Anderson's Angle
Can AI Develop a Nose for News?

AI is getting better at writing news stories, but not getting much better at identifying them.
Opinion In the five years since I last took a look at AI’s ability to find a hot news story, the landscape has changed considerably, with increased levels of AI-driven automation accompanied by the inevitable growing pains and controversies.
Recently, a WSJ report on a prolific, AI-aided Fortune contributor presented the journalist of the future as emancipated from scutwork such as transliterating press releases, leaving them scope to write the features and do the digging that only larger publications usually have the budget for.
But what we hear about much less often is AI’s ability to spot a news story.
Noise Abatement
In the 2021 piece, I concentrated on writers covering the research beat, since that’s where I spend most of my time; and perhaps the biggest effect that the new AI revolution has had on that is that it created an ungovernable blizzard of AI-powered research paper submissions, raising the signal-to-noise ratio so high that even covering the Arxiv AI-related domains comprehensively is now beyond the efforts of a single person.
Surely this is where AI excels – at iterating through vast tranches of data that humans can’t resolve, to find ‘outliers’ (which we will get to shortly) in seconds that would have taken people days, if they could have done it at all.
Why, then, is AI still so bad at identifying a hot news story from the thousands, even tens of thousands, of daily contenders?
Backward-Looking AI
This massive proliferation of AI-generated content is happening far beyond the academic sector that I discussed previously.
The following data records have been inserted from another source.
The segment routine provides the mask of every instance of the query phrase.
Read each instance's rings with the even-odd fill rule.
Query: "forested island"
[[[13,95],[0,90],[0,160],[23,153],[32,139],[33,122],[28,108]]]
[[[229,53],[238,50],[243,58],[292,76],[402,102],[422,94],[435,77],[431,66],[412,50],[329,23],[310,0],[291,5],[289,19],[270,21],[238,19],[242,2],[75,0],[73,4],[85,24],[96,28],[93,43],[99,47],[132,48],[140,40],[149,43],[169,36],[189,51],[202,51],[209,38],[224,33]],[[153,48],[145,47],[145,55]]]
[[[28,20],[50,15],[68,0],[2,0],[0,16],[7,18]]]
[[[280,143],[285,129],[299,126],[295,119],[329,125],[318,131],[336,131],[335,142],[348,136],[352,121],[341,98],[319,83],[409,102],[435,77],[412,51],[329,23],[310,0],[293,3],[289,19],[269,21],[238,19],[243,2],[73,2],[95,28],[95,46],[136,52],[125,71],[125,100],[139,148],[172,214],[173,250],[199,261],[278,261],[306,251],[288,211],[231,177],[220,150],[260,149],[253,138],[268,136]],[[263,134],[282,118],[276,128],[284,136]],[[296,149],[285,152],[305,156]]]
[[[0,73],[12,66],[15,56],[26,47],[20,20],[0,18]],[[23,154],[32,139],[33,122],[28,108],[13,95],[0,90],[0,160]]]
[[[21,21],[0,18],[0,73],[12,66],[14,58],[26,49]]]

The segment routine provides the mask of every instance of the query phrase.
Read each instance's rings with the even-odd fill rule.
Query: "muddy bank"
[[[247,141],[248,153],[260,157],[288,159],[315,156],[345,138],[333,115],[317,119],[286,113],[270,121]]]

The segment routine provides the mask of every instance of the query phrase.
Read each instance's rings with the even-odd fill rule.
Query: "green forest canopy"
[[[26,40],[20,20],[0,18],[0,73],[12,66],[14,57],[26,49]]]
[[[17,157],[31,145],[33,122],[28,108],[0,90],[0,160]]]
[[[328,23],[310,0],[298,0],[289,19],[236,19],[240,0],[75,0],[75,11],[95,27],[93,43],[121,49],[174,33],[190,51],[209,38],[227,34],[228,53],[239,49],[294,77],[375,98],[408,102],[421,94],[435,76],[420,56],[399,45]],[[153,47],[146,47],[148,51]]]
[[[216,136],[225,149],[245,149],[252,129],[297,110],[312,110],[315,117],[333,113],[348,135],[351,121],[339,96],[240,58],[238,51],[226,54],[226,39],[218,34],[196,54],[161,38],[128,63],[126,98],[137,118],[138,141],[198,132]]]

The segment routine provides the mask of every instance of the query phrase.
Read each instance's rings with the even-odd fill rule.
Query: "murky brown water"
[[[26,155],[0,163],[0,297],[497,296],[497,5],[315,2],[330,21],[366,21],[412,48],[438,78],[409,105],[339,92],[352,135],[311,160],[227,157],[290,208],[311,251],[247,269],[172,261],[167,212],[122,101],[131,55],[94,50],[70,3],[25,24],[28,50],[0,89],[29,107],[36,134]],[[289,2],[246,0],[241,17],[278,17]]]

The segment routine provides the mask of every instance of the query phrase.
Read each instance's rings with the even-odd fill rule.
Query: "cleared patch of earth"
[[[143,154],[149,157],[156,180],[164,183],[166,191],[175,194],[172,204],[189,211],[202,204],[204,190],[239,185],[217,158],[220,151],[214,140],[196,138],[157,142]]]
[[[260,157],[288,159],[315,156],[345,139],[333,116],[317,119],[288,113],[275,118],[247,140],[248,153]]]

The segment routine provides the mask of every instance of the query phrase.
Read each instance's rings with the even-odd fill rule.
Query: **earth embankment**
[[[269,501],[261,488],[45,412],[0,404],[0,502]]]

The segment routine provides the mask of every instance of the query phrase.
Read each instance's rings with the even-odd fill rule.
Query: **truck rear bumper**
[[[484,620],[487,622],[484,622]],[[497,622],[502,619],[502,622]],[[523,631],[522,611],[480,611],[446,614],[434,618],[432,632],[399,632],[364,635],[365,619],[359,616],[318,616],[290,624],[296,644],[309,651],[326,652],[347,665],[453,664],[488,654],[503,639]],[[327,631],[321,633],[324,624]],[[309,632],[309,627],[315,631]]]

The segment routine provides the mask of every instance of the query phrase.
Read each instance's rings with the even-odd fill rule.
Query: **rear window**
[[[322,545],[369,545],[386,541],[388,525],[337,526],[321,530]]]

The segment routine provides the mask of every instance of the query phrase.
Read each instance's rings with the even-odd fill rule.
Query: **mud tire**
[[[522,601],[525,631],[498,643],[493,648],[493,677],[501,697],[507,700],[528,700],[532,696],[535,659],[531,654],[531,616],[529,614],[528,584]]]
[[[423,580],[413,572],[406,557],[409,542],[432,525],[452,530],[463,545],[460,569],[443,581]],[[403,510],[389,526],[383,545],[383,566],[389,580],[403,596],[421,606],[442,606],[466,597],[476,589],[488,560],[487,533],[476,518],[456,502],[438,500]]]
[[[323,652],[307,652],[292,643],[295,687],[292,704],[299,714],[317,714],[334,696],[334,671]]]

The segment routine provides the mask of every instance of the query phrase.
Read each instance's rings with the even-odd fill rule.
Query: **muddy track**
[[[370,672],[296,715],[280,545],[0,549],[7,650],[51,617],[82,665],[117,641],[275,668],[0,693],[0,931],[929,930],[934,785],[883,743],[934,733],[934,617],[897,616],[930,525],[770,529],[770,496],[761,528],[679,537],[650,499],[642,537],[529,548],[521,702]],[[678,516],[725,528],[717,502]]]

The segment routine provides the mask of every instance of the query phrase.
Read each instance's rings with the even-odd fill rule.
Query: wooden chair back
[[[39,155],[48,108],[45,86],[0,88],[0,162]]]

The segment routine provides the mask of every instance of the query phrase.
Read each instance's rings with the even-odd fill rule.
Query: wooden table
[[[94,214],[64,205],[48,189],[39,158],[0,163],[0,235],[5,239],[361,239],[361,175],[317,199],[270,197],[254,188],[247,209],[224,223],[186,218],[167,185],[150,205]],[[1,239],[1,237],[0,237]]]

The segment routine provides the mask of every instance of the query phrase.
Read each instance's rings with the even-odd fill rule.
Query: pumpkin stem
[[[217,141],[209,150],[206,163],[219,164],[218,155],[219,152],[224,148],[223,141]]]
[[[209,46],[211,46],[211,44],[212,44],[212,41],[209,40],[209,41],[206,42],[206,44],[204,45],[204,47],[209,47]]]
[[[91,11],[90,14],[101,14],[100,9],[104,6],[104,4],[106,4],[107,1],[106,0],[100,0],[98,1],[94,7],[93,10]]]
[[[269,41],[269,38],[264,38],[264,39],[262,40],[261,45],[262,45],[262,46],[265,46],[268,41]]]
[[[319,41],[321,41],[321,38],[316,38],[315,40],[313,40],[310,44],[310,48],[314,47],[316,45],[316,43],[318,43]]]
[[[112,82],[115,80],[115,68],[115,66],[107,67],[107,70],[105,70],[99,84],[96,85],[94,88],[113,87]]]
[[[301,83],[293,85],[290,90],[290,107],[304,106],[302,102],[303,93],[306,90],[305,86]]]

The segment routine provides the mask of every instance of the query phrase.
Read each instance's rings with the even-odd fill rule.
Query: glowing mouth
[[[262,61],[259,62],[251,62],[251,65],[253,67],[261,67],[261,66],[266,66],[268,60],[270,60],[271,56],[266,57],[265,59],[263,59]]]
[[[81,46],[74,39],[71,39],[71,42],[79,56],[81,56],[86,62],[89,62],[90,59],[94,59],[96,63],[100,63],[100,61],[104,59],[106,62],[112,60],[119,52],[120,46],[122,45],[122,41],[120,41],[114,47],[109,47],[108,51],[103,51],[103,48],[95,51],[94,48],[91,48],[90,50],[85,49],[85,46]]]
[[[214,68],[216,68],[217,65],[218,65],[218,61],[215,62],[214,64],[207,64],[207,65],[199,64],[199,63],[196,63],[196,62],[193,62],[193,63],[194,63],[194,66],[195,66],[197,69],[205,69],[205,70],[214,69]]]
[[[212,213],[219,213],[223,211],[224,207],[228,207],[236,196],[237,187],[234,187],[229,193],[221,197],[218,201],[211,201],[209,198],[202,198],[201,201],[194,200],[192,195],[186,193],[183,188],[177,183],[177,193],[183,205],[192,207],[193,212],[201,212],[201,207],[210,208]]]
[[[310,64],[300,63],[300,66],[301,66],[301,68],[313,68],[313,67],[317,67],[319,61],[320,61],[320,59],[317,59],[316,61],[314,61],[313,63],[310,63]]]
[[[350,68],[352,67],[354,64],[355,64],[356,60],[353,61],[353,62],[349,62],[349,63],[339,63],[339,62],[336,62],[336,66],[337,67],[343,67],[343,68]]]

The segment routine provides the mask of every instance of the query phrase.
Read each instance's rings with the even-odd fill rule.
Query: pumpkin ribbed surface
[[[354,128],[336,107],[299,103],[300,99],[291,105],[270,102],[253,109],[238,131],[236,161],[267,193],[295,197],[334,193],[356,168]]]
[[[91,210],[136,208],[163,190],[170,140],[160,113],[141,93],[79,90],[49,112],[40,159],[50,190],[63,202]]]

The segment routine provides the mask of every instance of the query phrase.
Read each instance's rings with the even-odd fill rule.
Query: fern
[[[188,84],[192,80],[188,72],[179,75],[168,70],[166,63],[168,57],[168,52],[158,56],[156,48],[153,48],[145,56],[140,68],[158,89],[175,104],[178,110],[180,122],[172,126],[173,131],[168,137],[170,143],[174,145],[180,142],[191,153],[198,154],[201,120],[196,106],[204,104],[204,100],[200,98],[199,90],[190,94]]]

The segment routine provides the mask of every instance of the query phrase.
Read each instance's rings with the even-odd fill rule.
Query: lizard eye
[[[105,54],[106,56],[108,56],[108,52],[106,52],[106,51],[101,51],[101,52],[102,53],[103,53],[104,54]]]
Late last year it was estimated that half of all new writing on the web is now ‘written by AI’, with even greater acceleration of this trend presumed to be coming. Therefore the noise is deafening everywhere, not just in academia.
Though there has been some progress in AI/algorithmic identification of a ‘hot’ story in the last few years, these systems tend to concentrate on stratified and predictably-organized data feeds, meaning that they can operate only in a rather brittle context.
In this regard, Stanford post-doctoral researcher and former New York Times journalist Alexander Spangher has made several forays into defining ‘newsworthiness’ in terms that can be applied to machine learning processes and statistical analysis; and has produced evidence of automated lead-generation in corpora such as court filings, state bills, and city council meetings, as well as general public documents – the kind of schema-driven output that Fortune’s prolific AI-powered scribe can turn into 6-7 news pieces a day:

The ‘heat’ of word distributions gleaned from corpora of public documents. In this case, we can see that ‘authorizing’ has a high score, perhaps because it represents decision, change and novelty. Source
However, the problem with approaches such as the Spangher-led 2023 offering Tracking the Newsworthiness of Public Documents, is that in typical AI fashion, they center on observed trends in the data. In other words, they observe things that made good news before, and go on to look for more of the same.
In the real world, unexpected sources nearly always turn out to be a ‘one hit wonder’; and for how obscure they were, no-one could have predicted their sudden prominence. Then, having been fruitful once, and in spite of occasional attempts to capitalize on fleeting fame/notoriety, they will usually never produce anything useful again.
Sign of the Times
Therefore, since monitoring this kind of one-and-done’ news source is usually just going to add more noise to the general blizzard, could AI instead not identify the signifiers of a source that will one day become fruitful? If one could find out what type of source may eventually yield news, one could focus on its characteristics rather than its context, or its methods.
By that logic, one could deduce from the Edward Snowden revelations of the 2010s that anyone who recently left the employ of the CIA (or a similar organization) would be worth following as a potential source of a future scoop.
However, there are no RSS feeds or APIs that are likely to be able to automate this kind of ongoing monitoring, since LinkedIn and many other once-open sources of data are retrenching in the face of rapacious and scofflaw AI web-scrapers. Even if there were, frequency would be an issue, because you can’t poll an API or a site every five seconds; aside from the resource-cost, IP-banning responses from the platforms would make this an unsustainable activity.
Further, there is clearly a ‘human dimension’ to such disclosures that is hard to automate.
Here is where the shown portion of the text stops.